Within two hours, the page had received 2,000 likes.
Alex Evans, Mandi’s fiancé, then suggested they make T-shirts and donate the proceeds to Dikes’ and Godfread’s families. Bailey’s girlfriend, Diann Owen, came up with a design, and Skinner the Printer agreed to donate all profits to the families.
The shirts are black with red printing and read, “Together we are ELKHART STRONG/Pay it forward/Commit to 2 Random Acts of Kindness/In Memory of Krystle Dikes & Rachelle Godfread/1-15-2014.”
They cost $15 and can be ordered at Skinner the Printer, 226 S. Main St.
As of Tuesday afternoon, Jan. 21, the number of likes on the Facebook page stood at 6,730 and was still slowly but steadily growing.
“We were surprised there was so much interest,” Bailey said. “There’s genuinely a lot of care in this community. It’s a great town and the people in it can be very loving.”
Bailey said he only got about six hours of sleep over the weekend because he was so busy keeping up with questions and comments on the Facebook page. It wasn’t until Monday that he had a chance to do one of his own acts of kindness. He said he and Mandi went into their Martin’s Super Market, picked the shortest checkout line and waited behind a woman who had been shopping with three young children. After the cashier scanned all of her items, Bailey and his daughter stepped up and said they wanted to pay for the woman’s $123 worth of groceries. They also gave her an Elkhart Strong T-shirt.
“We were both kind of embarrassed to actually do it,” he said. “I didn’t know what to expect.”
Bailey said the woman was surprised.
“She thanked me with a huge smile, I told her why we did it and asked her to pay it forward. She said she would.”
Miriam Cooper, who owns Skinner the Printer with her husband Michael, said they started taking orders Tuesday. Orders take a few days, so someone who comes in and orders Wednesday could come back in and pick it up Friday. Shirts can be shipped for an additional $5.60, and sizes 2XL-4XL cost an extra $4.

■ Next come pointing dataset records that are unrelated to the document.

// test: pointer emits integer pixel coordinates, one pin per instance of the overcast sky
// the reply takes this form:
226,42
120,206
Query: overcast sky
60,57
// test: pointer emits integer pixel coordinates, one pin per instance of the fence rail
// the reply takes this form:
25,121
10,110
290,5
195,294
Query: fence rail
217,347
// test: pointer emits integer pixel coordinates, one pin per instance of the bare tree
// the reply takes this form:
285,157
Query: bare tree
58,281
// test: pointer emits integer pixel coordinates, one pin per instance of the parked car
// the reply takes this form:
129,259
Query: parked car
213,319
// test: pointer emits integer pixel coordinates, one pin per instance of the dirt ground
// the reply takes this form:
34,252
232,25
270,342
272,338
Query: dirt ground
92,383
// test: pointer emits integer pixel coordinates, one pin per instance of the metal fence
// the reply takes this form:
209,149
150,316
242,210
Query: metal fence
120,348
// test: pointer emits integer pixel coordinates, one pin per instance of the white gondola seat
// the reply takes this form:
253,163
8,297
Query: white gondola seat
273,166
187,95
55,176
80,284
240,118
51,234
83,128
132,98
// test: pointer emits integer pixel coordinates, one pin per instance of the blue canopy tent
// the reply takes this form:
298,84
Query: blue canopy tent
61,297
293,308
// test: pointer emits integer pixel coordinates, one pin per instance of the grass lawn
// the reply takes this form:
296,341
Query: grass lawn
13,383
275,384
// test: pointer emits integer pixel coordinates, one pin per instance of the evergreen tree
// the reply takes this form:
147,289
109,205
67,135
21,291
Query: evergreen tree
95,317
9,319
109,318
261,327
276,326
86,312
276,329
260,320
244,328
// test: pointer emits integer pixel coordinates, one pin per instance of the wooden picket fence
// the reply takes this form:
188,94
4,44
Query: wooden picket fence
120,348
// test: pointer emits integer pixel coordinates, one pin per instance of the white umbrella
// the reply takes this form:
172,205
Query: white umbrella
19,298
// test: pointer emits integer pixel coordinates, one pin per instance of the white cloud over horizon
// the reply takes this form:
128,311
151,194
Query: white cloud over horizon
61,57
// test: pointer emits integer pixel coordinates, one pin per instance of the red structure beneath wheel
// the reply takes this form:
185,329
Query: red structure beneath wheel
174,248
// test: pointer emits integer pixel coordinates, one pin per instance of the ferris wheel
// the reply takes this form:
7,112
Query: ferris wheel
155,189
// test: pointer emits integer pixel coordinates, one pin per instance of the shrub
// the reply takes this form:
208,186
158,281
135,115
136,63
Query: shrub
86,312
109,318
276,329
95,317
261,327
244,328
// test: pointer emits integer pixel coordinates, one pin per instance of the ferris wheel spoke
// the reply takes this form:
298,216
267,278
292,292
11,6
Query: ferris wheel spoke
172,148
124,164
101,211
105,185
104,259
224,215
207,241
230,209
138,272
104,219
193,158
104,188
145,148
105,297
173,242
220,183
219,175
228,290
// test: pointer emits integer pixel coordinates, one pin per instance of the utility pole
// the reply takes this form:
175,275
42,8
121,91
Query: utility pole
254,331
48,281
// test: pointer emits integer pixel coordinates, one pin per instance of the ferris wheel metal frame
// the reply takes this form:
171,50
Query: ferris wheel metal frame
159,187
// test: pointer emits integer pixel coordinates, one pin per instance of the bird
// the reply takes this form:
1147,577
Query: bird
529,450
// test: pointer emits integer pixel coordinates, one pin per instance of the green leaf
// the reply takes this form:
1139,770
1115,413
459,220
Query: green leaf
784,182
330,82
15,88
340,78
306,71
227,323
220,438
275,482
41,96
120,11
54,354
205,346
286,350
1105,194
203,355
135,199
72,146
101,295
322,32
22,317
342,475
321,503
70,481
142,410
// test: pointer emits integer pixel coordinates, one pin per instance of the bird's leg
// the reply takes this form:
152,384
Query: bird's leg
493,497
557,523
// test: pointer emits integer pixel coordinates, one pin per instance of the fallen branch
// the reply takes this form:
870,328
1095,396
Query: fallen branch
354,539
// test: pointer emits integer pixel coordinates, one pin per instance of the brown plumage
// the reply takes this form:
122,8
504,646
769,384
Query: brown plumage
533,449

Orders have come in from Elkhart natives who now live in Tennessee, Arizona, Texas and Alaska, Bailey and Cooper said.
Cooper said she will give the proceeds to Martin’s Super Markets, with the understanding that Martin’s will divide the money evenly and deposit it in charitable accounts created for each family at Teachers Credit Union.
Bailey, who is in sales, paid for the first 25 shirts himself. He said their sales yielded $140, and he will add $60 so that he can deposit an even $100 in each account.
Rebecca Filley bought one of the first 25 shirts.
“I don’t want what happened at Martin’s to define this community in any negative way,” Filley said. “I think this community is so much more than that kind of negativity. We will get up from this and be stronger and better, I hope.”
Bailey said he hopes the shirts and his “pay it forward” message will help, in some small way, counteract the violence from the shootings.
“People don’t do anything nice for anyone anymore,” he said. “Everyone is so self-absorbed, myself included. I come home from work and spend time with my family and don’t always think about doing things for the community.”